The neuropsychological effects of in utero exposure to PCBs and their related compounds were evaluated in 27 ‘Yu-Cheng’ (‘oil disease’) children (ages 7 to 12 years) at the Departments of Pediatrics and Psychiatry, National Cheng Kung University, Tainan, Taiwan. Full-scale IQ scores on the WISC-R were significantly lower than in the 27 controls. Mean P300 latencies of auditory event-related potentials were significantly longer and the amplitudes reduced. Pattern visual evoked potentials and somatosensory evoked potentials were unaffected. Apart from a slight increase in soft signs, the neurologic examinations of the exposed children were not different from controls. [1]
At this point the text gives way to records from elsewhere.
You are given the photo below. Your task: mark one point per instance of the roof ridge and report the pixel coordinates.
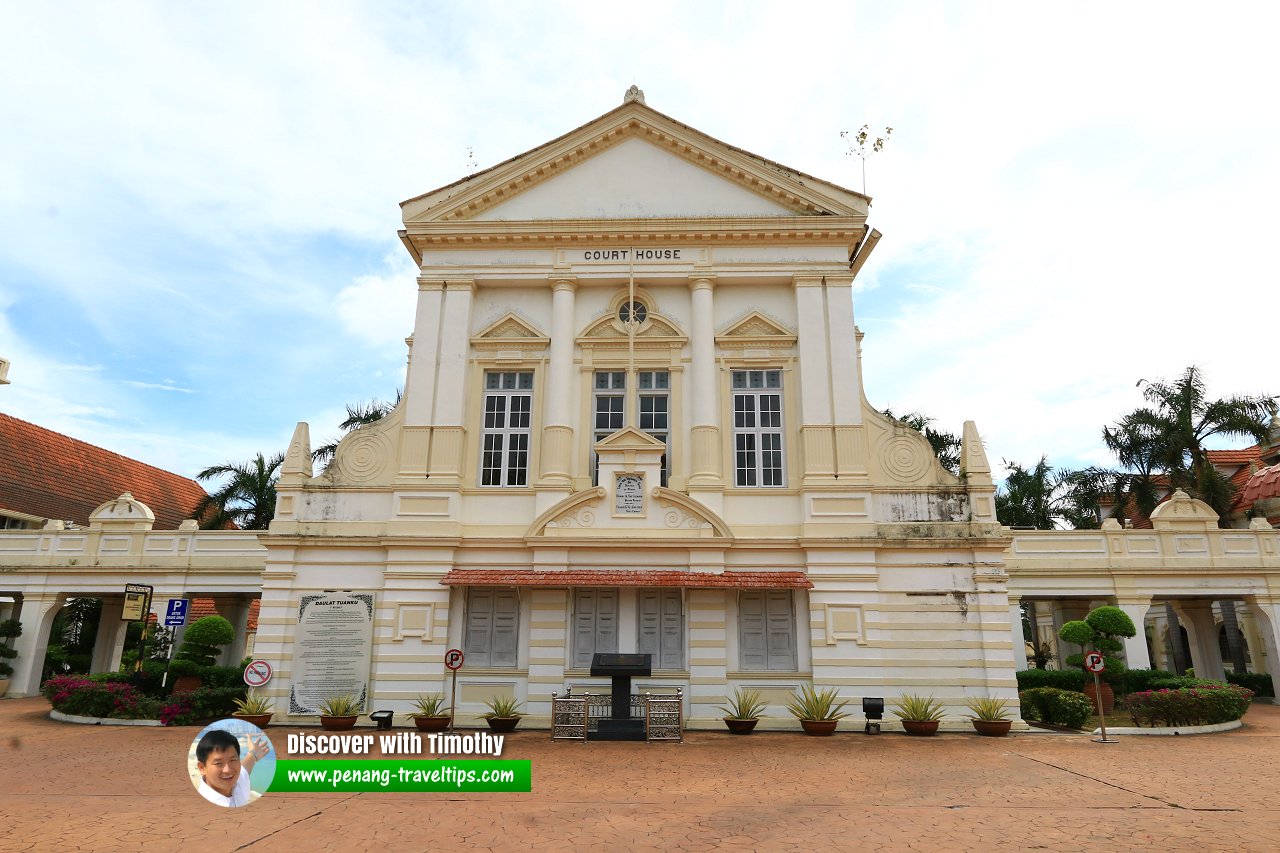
(99, 447)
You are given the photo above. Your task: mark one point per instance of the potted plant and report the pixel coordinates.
(254, 708)
(339, 712)
(183, 676)
(503, 714)
(919, 715)
(9, 629)
(817, 711)
(744, 711)
(1100, 630)
(432, 714)
(991, 716)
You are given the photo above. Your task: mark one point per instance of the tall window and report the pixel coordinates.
(492, 626)
(656, 410)
(662, 628)
(767, 630)
(504, 451)
(595, 624)
(758, 428)
(611, 395)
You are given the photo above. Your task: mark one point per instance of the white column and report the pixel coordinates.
(1015, 619)
(845, 392)
(1136, 652)
(109, 642)
(812, 342)
(36, 615)
(423, 366)
(704, 391)
(455, 349)
(1266, 614)
(557, 441)
(1197, 617)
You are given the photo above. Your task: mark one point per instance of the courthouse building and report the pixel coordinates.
(634, 422)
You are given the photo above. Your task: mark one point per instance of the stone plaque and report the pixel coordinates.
(332, 649)
(629, 495)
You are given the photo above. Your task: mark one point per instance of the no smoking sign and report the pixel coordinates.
(257, 674)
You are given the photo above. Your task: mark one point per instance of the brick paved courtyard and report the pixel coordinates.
(106, 788)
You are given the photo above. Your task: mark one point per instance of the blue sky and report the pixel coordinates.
(199, 203)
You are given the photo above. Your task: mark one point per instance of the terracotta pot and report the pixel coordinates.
(503, 724)
(1107, 694)
(740, 726)
(819, 728)
(186, 684)
(432, 724)
(338, 724)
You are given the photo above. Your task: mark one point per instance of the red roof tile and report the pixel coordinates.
(201, 607)
(626, 578)
(1234, 456)
(51, 475)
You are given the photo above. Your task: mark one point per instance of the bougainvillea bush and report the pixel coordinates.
(86, 697)
(1203, 705)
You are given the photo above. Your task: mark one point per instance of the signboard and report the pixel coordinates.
(177, 612)
(137, 602)
(257, 674)
(333, 648)
(629, 495)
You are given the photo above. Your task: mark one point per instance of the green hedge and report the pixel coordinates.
(201, 705)
(1060, 679)
(1203, 705)
(1260, 683)
(1056, 707)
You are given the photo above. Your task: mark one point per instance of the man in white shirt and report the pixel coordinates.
(224, 778)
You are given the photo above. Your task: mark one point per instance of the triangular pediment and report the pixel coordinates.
(510, 325)
(755, 331)
(634, 163)
(629, 438)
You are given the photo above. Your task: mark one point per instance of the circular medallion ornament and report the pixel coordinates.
(903, 459)
(364, 457)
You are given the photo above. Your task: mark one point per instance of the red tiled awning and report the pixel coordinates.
(620, 578)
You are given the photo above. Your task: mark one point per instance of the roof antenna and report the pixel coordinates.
(858, 145)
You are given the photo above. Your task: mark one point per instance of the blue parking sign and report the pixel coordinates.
(177, 612)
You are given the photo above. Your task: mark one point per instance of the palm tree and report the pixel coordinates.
(1045, 497)
(246, 498)
(357, 415)
(946, 446)
(1171, 430)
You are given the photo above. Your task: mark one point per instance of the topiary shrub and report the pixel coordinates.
(1055, 707)
(9, 629)
(1060, 679)
(1203, 705)
(204, 641)
(1098, 632)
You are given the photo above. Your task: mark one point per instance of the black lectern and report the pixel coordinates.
(621, 669)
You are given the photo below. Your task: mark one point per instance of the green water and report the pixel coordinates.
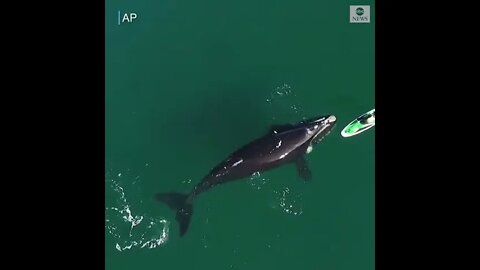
(190, 81)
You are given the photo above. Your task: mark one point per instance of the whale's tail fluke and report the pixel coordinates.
(180, 203)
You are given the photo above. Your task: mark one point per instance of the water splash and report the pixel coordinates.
(283, 100)
(289, 202)
(257, 181)
(123, 223)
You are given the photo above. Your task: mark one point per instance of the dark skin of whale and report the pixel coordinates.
(286, 144)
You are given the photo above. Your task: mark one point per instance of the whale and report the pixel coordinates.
(281, 145)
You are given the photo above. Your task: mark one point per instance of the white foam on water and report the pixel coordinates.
(129, 229)
(289, 202)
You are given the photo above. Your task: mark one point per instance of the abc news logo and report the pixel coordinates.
(359, 14)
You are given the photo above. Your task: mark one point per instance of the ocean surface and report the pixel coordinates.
(187, 83)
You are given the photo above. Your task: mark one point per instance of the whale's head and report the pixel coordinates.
(319, 127)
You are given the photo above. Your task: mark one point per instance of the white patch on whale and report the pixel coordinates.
(238, 162)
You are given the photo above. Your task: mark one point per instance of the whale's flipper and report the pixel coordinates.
(279, 128)
(303, 169)
(181, 204)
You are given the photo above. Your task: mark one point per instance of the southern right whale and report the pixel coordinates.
(285, 144)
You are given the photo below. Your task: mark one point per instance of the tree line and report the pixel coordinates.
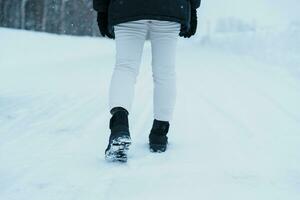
(72, 17)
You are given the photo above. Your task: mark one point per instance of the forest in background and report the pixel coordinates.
(72, 17)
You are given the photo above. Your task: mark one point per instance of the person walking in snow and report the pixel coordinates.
(131, 23)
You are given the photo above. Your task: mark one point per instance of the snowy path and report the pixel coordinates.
(235, 133)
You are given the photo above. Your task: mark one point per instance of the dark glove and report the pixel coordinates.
(102, 20)
(193, 26)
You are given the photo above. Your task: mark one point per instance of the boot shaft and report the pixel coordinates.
(119, 120)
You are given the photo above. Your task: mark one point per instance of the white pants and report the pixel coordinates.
(130, 38)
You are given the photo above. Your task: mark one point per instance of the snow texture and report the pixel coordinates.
(235, 133)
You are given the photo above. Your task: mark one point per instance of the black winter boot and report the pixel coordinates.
(119, 140)
(158, 139)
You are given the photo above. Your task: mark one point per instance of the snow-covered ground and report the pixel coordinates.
(235, 133)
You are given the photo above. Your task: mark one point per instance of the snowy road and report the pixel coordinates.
(235, 133)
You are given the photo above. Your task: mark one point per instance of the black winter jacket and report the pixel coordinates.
(120, 11)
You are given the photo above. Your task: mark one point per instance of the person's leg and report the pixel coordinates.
(163, 36)
(130, 38)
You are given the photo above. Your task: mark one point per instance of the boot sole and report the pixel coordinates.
(118, 149)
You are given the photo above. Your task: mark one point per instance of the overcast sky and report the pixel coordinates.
(264, 12)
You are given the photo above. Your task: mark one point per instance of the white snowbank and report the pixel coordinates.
(235, 133)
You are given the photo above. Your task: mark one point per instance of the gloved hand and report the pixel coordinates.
(102, 20)
(193, 26)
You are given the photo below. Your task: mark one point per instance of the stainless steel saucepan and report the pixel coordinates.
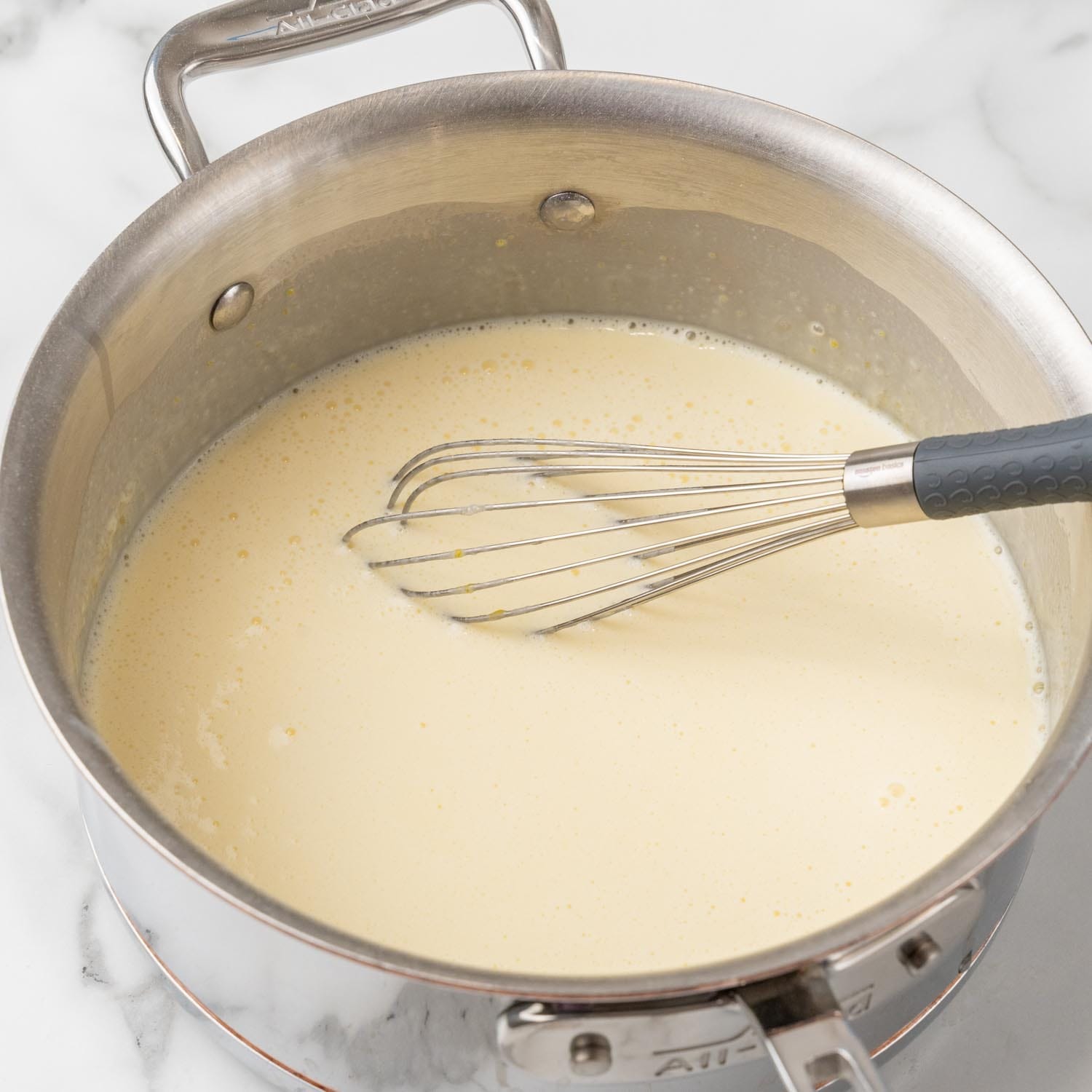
(613, 194)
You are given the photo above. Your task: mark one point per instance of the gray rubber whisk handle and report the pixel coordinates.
(1011, 467)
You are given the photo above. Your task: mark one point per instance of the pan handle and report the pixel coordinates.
(807, 1037)
(253, 32)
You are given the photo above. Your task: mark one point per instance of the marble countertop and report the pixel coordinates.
(989, 98)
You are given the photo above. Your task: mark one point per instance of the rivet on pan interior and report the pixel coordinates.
(232, 306)
(567, 211)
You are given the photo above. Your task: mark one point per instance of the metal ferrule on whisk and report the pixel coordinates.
(879, 486)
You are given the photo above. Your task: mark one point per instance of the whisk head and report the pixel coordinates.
(746, 506)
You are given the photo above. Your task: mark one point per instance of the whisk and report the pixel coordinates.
(747, 505)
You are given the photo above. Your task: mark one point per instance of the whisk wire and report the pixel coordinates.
(807, 488)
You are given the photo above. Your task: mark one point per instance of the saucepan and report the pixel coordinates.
(616, 194)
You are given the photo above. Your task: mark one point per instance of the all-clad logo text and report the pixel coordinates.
(316, 15)
(678, 1061)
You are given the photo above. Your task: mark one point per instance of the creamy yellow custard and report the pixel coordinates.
(740, 764)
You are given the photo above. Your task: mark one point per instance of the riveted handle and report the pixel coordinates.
(1013, 467)
(807, 1037)
(253, 32)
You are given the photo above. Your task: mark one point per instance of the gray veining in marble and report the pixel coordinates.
(992, 98)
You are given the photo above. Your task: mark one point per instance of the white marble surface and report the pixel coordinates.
(992, 98)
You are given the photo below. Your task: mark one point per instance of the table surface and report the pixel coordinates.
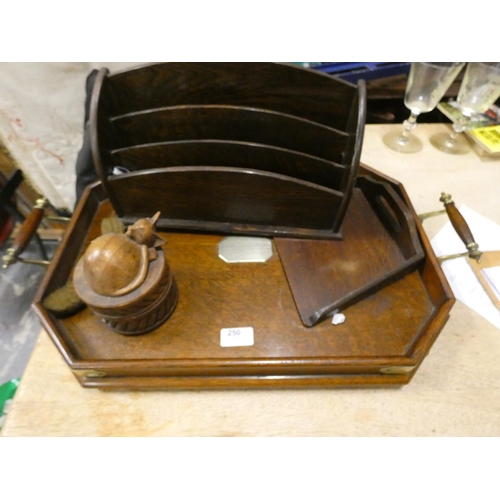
(455, 392)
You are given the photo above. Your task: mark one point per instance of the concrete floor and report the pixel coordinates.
(19, 327)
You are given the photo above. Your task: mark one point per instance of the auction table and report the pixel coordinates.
(455, 392)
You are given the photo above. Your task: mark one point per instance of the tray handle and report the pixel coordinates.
(461, 227)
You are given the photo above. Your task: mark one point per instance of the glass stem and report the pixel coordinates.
(408, 125)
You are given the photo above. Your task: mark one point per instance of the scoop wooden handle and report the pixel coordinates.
(461, 227)
(26, 231)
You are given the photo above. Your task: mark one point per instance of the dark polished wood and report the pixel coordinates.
(238, 200)
(383, 341)
(280, 87)
(241, 155)
(230, 123)
(27, 230)
(376, 249)
(288, 121)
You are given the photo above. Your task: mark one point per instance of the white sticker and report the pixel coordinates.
(236, 337)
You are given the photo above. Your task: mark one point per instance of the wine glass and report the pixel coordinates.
(480, 88)
(427, 83)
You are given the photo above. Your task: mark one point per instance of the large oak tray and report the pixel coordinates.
(383, 341)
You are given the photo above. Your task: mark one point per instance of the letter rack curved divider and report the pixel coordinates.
(230, 123)
(274, 87)
(238, 200)
(232, 154)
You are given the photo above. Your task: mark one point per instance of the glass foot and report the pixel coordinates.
(457, 146)
(397, 142)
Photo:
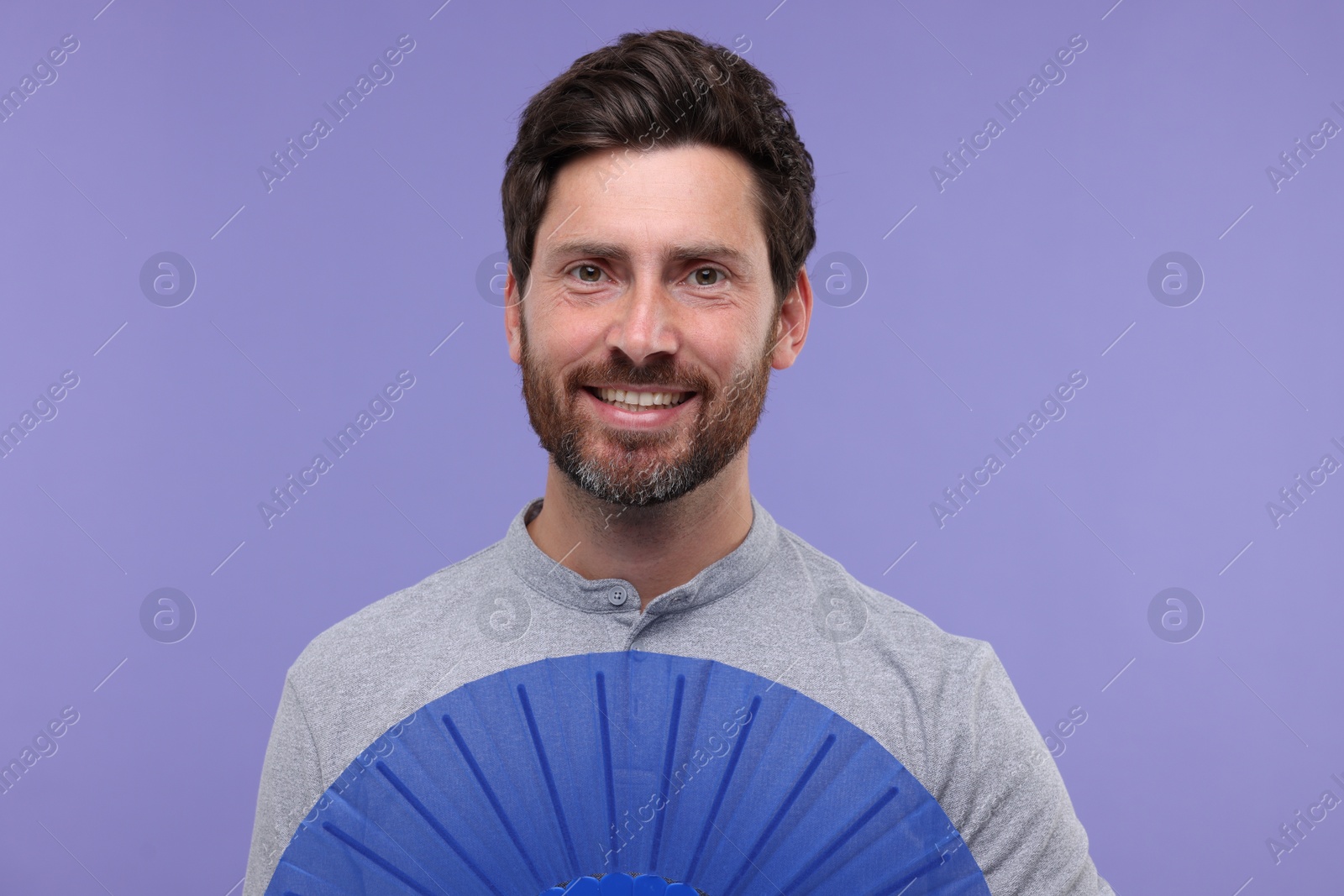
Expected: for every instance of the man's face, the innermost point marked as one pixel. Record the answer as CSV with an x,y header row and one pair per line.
x,y
651,322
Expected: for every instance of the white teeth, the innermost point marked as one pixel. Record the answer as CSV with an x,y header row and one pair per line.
x,y
633,401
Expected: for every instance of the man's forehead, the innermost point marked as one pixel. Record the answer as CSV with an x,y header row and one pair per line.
x,y
665,201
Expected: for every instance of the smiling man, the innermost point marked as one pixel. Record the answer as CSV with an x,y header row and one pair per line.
x,y
658,211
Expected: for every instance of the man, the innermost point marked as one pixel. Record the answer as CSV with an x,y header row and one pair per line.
x,y
658,211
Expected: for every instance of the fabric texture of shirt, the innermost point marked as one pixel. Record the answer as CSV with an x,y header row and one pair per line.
x,y
776,606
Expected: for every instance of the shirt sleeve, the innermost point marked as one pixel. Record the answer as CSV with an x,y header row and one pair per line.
x,y
291,785
1016,815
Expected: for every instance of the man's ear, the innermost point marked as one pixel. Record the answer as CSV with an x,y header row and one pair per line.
x,y
795,317
512,316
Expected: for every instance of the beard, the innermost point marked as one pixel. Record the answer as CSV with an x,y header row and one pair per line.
x,y
638,468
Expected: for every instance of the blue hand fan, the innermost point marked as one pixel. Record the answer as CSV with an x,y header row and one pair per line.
x,y
633,774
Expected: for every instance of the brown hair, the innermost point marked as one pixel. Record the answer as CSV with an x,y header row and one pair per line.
x,y
663,89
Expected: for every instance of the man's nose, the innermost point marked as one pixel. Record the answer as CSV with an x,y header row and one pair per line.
x,y
645,320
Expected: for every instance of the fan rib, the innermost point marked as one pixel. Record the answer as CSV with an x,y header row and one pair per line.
x,y
784,809
932,859
667,765
490,793
550,778
436,824
843,839
606,759
723,789
374,857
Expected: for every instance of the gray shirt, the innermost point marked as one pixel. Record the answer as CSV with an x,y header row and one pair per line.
x,y
774,606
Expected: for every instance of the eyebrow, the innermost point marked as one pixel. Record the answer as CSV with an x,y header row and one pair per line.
x,y
679,253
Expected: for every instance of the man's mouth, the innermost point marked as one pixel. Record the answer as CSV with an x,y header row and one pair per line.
x,y
638,401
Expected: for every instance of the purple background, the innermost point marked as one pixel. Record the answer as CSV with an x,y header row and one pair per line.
x,y
988,295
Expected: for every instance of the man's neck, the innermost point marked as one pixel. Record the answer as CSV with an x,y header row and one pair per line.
x,y
655,548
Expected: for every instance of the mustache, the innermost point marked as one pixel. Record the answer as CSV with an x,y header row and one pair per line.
x,y
664,372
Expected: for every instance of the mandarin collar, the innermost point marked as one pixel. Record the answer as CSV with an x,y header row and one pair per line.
x,y
568,587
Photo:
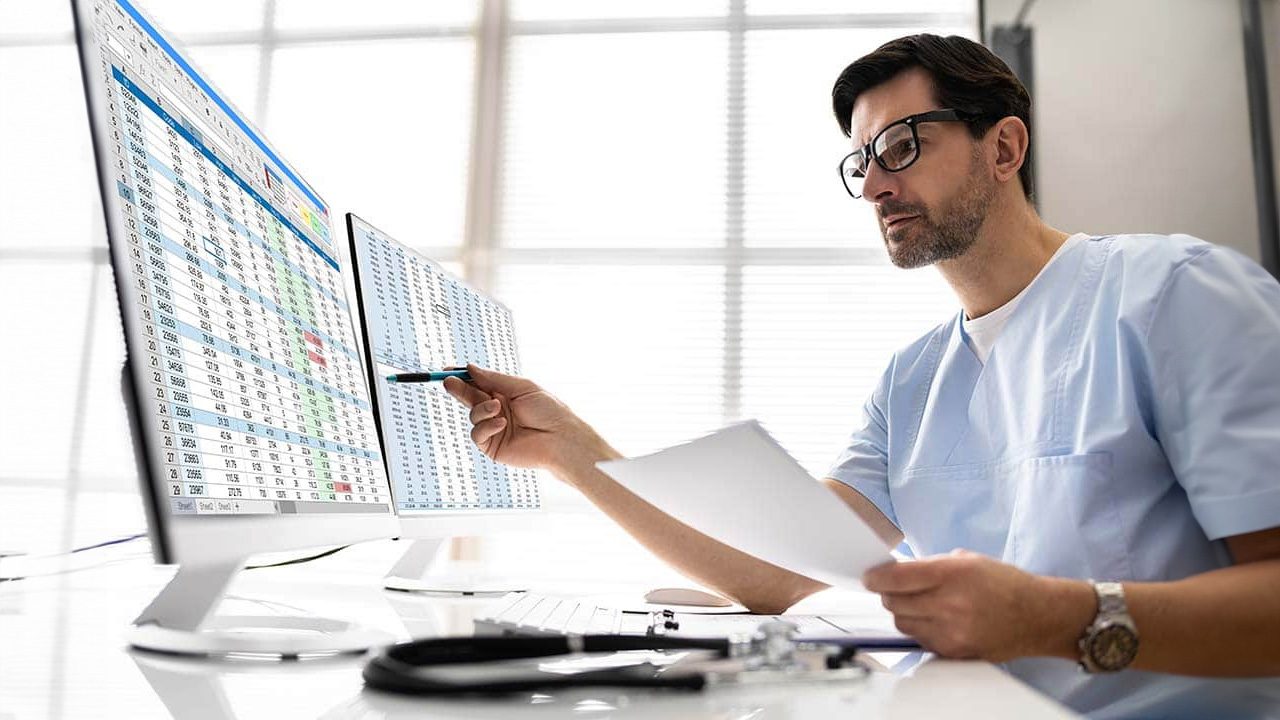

COMMENT. PCBs affect cognitive function of children exposed in utero. Evoked potentials are useful in examining the neurotoxicity of environmental pollutants in the young child. The P300 wave latency is related to the solving of cognitive tasks and the amplitude of P300 reflects concentration abilities. A significantly greater difference in P300 latencies was found for exposed children with lower IQ scores compared to controls. Delayed effects of PCBs on newborns whose mothers consumed contaminated Lake Michigan fish during pregnancy have been reported; smaller head circumference and growth retardation persisted beyond infancy and short-term memory and behavioral deficits occurred at later follow-up (see Ped Neur Briefs Jan 1990, and March 1993).